Joe followed Celia inside and waited while she took the call. When she hung up, she puffed out a weary breath. ‘Bugger. Santino can’t spare me any of his guys either.’
‘Is there a chance these two could camp on your place?’ asked Joe.
‘I decided years ago not to go that way.’ From the start, Celia had employed pickers who lived
off-site, not liking the idea of strangers staying on the farm. ‘And the thing is, Joe, you don’t know these people.’
‘That’s true,’ he conceded. He had only met them a couple of hours before, when he’d arranged for their car to be towed into the garage. ‘They seemed a bit desperate, and I knew you were looking for people and I thought —’

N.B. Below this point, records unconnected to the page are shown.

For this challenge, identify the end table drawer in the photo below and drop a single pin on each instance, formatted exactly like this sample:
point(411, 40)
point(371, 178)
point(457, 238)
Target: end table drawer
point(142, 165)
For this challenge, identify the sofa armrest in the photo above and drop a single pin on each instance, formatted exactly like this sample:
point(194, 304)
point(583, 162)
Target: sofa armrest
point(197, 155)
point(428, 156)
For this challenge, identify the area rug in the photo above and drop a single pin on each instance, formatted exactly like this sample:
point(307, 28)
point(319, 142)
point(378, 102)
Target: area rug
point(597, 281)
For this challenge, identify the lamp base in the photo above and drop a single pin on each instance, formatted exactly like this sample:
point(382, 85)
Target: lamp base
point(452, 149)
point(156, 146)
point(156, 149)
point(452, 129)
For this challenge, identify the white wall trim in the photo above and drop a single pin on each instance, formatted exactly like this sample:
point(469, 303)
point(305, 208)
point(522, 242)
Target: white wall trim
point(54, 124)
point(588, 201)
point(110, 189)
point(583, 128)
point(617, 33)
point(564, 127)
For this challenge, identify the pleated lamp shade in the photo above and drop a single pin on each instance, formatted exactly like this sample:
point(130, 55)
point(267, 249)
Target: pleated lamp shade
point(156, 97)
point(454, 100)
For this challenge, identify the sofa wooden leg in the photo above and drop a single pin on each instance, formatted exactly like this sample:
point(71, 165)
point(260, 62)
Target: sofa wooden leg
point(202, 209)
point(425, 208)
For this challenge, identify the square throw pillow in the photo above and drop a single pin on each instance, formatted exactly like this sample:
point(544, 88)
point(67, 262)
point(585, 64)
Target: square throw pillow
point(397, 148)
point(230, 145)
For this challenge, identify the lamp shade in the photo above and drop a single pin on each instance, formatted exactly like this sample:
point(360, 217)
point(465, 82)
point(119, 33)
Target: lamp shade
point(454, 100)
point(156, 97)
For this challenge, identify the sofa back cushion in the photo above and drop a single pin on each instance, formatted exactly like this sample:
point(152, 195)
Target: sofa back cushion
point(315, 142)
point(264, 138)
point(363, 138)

‘Oh, I know and I really am grateful, Joe. Thank you. But, y’know . . .’
‘But you feel uncomfortable. I get that. Why don’t I just give them a lift back into town.’
‘I’m sure they’re perfectly decent people,’ said Celia, pressing the palm of one hand against her temple as if shoving thoughts back into her skull. ‘I mean, I don’t want to be some suspicious, purse-lipped, anxious creature . . .’
Sheena stepped forward to peer into the dimness of the packing shed. ‘Look, um, if it’s all a big hassle, don’t worry.’
‘Oh, Sheena, sorry —’ Celia began, off-balance. ‘It’s just a question of —’
‘We’ll piss off. So, don’t worry about it.’
‘No, you know what? Don’t piss off.’ Celia gathered herself and walked back out into the bright yard. ‘I’ve got twenty thousand peaches that have to be picked before they rot. I need hard workers in a hurry.’
‘We need a few hundred bucks in a hurry.’
Celia pointed out the fibro cabin down the slope, in a clearing where the orchard split into two of its slices. The shack had been built as living quarters for pickers, back in the time before Celia owned the farm. Zoe had made it her cubby when she was little and then later, Celia and Zoe had happily camped there together for a few weeks while the roof of the main house was repaired. ‘You could stay there. No electricity though. It’s a bit primitive.’
Sheena shrugged. ‘Primitive is okay.’
‘And it’s grubby. But we can clean it up. Why don’t we go and find what we need to make the place decent, yeah?’
‘Sure. Thanks,’ said Sheena, then she turned to see that Kieran had wandered to the far end of the yard and was enjoying a curious poke around the fruit bins and the picking bags. ‘Kieran!’ she snapped at him. ‘Stop fiddling with the people’s stuff!’